Evaluation of the National External Breast Prostheses Reimbursement Program

3.3 Effective integration of the program within the broader policy environment

Page last updated: 05 November 2010

The National Service Improvement Framework for Cancer (National Health Priority Action Council, 2006) sets out the government's approach to cancer, including early detection and treatment, ongoing care, and provision of management and support during and after treatment, including practical issues. The program, in addressing a very practical need for women who have had a mastectomy due to breast cancer, addresses this key intervention point of the framework. The framework also points out the need to improve services to Aboriginal and Torres Strait Islander people, and people in rural and remote areas. In establishing a nationally consistent scheme through Medicare Australia, the program increases the opportunity for women in rural and remote areas to access the same level of support for the cost of a breast prosthesis as that available to women in metropolitan regions. There is anecdotal evidence suggesting that Aboriginal and Torres Strait Islander women may not have as much access to the program, however it is not possible to make a definitive statement regarding this and it may be that women living in urban areas have better information about the program than women living in more remote communities.

The program is also clearly identified as a component of the Commonwealth Government's approach to cancer care as stated in the recently released paper, Delivering Better Cancer Care (Commonwealth of Australia, 2010). The program provides a counterpart for the increasing focus on breast cancer and investment in screening, early detection and treatment, providing support to women after the cancer has been detected and treated, as women live with the ongoing consequences of the loss of a breast due to breast cancer.

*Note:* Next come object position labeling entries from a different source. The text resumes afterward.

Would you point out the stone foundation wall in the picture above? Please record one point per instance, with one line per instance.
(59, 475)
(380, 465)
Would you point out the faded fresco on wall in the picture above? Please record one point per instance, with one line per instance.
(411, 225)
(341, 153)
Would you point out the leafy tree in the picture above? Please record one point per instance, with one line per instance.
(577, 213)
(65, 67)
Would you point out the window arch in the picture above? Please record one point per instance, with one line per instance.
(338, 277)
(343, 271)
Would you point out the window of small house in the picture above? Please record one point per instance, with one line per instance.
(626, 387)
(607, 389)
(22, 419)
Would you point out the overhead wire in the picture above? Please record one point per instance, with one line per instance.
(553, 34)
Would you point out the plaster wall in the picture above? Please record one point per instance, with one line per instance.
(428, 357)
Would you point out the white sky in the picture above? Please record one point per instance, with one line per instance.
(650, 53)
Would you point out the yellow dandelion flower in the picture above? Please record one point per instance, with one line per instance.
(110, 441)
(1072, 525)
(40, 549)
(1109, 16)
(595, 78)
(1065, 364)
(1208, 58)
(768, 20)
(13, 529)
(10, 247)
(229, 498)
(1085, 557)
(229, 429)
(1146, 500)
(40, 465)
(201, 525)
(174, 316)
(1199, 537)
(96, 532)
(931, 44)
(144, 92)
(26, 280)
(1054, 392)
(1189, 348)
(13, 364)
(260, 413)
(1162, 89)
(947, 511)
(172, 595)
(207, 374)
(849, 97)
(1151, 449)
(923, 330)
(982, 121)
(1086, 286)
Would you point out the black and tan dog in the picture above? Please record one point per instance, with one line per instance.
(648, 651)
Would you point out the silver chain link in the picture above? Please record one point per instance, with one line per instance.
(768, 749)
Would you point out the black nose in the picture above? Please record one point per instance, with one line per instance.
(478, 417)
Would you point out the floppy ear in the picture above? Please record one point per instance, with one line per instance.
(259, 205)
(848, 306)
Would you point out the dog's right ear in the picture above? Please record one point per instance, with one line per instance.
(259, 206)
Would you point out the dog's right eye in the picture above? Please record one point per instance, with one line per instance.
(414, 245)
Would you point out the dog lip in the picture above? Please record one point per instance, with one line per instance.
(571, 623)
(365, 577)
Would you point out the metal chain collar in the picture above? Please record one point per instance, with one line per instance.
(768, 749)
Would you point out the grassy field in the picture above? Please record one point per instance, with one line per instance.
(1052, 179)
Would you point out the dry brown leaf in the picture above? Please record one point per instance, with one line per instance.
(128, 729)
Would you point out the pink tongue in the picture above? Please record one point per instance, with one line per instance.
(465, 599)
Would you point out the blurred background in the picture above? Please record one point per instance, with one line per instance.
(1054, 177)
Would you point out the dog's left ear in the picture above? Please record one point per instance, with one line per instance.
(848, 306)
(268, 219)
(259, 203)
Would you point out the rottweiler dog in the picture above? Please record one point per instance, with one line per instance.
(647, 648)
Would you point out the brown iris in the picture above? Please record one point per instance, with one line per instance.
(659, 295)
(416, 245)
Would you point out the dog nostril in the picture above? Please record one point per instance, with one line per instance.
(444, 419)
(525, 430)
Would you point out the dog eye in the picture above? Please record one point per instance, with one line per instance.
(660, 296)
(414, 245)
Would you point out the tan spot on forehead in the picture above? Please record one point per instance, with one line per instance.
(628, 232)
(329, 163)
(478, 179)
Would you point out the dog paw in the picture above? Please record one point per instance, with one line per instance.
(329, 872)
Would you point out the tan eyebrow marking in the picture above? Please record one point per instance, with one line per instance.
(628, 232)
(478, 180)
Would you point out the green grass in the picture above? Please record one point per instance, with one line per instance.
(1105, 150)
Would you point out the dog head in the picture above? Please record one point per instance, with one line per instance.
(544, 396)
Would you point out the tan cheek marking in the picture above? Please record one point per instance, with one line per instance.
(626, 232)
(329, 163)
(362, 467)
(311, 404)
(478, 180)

The program complements other government breast cancer initiatives through the National Breast and Ovarian Cancer Centre (NBOCC), Breast Cancer Network Australia (BCNA) and the McGrath Foundation, which focus on treatment and support for women with breast cancer. Information about the program is actively disseminated by all of these organisations to eligible women who may benefit from the program.

Issues for consideration as to how the program might be improved to ensure that the program fully meets the needs of eligible women are discussed below (section 3.4) and in chapter 5 of this report.